Rio - O consumidor que tem plano de saúde individual vai pagar mais de dois pontos percentuais acima da inflação com o reajuste anual de 9,04% autorizado pela Agência Nacional de Saúde Suplementar (ANS), o que vai pesar no orçamento familiar.

O beneficiário terá que recalcular seu orçamento e fazer cortes para se ajustar aos novos valores. Ainda mais para quem tem data base de reajuste em maio e por três meses terá que pagar a diferença retroativa, já que a ANS demorou para anunciar o índice de aumento.

A Poteste, associação de consumidores, observa que os 8,4 milhões de usuários afetados pelo aumento não têm reajustes salariais nesses patamares e por outro lado, os médicos, hospitais e laboratórios também não recebem os valores atualizados.

A entidade cobra a obrigatoriedade de a ANS garantir o interesse público no setor de assistência suplementar à saúde, já que com a precariedade do sistema público de saúde, os planos de saúde tornaram-se item de primeira necessidade no orçamento familiar.

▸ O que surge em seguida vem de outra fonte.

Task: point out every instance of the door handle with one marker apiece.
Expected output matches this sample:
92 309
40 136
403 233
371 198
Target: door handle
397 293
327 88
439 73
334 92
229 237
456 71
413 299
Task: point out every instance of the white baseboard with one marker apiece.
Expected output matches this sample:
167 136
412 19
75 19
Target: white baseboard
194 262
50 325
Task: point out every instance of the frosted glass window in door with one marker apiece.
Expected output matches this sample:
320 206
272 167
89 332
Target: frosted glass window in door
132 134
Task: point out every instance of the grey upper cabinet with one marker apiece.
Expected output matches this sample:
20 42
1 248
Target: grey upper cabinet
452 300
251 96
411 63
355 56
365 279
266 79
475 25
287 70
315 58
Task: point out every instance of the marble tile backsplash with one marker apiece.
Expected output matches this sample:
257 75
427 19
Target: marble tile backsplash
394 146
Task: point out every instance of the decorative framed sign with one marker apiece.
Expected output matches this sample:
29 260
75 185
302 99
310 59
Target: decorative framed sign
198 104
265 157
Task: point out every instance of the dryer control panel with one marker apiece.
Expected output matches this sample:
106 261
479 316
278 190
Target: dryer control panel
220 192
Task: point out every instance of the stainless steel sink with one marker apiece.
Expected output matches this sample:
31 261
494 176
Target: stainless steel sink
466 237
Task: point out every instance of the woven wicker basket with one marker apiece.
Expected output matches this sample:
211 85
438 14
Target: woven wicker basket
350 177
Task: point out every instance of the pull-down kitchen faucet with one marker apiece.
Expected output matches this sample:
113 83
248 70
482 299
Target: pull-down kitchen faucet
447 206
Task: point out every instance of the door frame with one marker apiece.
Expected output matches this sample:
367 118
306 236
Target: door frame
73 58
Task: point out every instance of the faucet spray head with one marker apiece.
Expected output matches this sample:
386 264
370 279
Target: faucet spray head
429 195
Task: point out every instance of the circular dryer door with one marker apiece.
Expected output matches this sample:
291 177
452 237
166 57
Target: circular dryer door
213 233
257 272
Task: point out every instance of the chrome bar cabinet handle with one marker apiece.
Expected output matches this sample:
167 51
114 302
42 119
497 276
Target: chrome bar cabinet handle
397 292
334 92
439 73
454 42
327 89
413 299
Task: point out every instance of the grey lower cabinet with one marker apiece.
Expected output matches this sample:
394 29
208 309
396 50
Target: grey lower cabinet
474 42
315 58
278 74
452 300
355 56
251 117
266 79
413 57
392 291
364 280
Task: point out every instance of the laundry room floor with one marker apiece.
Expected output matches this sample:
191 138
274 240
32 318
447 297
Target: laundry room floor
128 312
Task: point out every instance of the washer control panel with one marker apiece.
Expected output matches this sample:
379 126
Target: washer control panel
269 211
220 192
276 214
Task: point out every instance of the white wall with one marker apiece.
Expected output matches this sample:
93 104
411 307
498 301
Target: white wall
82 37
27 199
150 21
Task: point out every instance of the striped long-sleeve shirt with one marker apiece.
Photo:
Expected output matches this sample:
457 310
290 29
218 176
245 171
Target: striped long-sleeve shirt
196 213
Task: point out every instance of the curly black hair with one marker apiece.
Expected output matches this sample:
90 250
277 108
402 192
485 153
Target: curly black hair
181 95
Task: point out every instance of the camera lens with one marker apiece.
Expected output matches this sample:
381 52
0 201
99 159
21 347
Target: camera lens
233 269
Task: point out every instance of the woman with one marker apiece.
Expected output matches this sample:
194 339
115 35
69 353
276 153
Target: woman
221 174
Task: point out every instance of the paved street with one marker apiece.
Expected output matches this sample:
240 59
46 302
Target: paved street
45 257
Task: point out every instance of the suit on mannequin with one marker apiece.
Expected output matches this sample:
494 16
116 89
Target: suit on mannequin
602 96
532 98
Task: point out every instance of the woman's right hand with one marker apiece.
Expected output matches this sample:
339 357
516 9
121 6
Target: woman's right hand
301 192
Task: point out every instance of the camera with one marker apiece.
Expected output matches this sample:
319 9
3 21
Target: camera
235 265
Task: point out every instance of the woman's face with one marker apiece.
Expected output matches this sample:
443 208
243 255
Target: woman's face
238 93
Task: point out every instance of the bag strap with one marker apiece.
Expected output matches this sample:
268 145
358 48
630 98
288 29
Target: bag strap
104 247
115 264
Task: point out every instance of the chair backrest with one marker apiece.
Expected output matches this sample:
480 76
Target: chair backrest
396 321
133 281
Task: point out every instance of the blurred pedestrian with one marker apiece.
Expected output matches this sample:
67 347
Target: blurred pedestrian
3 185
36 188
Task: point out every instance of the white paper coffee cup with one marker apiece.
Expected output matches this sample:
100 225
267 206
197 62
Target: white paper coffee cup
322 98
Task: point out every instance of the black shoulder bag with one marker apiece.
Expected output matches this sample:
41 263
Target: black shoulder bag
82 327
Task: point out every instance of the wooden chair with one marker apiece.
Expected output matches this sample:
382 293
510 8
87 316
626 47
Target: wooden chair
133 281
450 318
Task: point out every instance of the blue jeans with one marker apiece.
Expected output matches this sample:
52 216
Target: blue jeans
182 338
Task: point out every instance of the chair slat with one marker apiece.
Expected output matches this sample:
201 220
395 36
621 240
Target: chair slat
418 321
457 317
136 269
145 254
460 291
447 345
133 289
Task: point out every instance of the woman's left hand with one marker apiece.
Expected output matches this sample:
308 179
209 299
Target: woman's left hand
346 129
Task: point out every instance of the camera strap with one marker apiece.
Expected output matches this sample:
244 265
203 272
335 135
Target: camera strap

Por outro lado, muitas operadoras deixaram de comercializar os planos individuais. Só trabalham com os coletivos, aqueles ofertados para as empresas e seus funcionários, para se livrar do controle da ANS na fixação dos índices de reajuste.

Entenda como será aplicado o reajuste

O índice de reajuste autorizado pela ANS pode ser aplicado somente a partir da data de aniversário de cada contrato. É permitida a cobrança de valor retroativo caso a defasagem entre a aplicação e a data de aniversário seja de, no máximo, quatro meses.

Deverão constar claramente no boleto de pagamento: o índice de reajuste autorizado pela ANS, o número do ofício de autorização da ANS, nome, código e número de registro do plano, bem como o mês previsto para aplicação do próximo reajuste anual. A relação dos reajustes autorizados encontra-se permanentemente disponível no portal da ANS na internet www.ans.gov.br.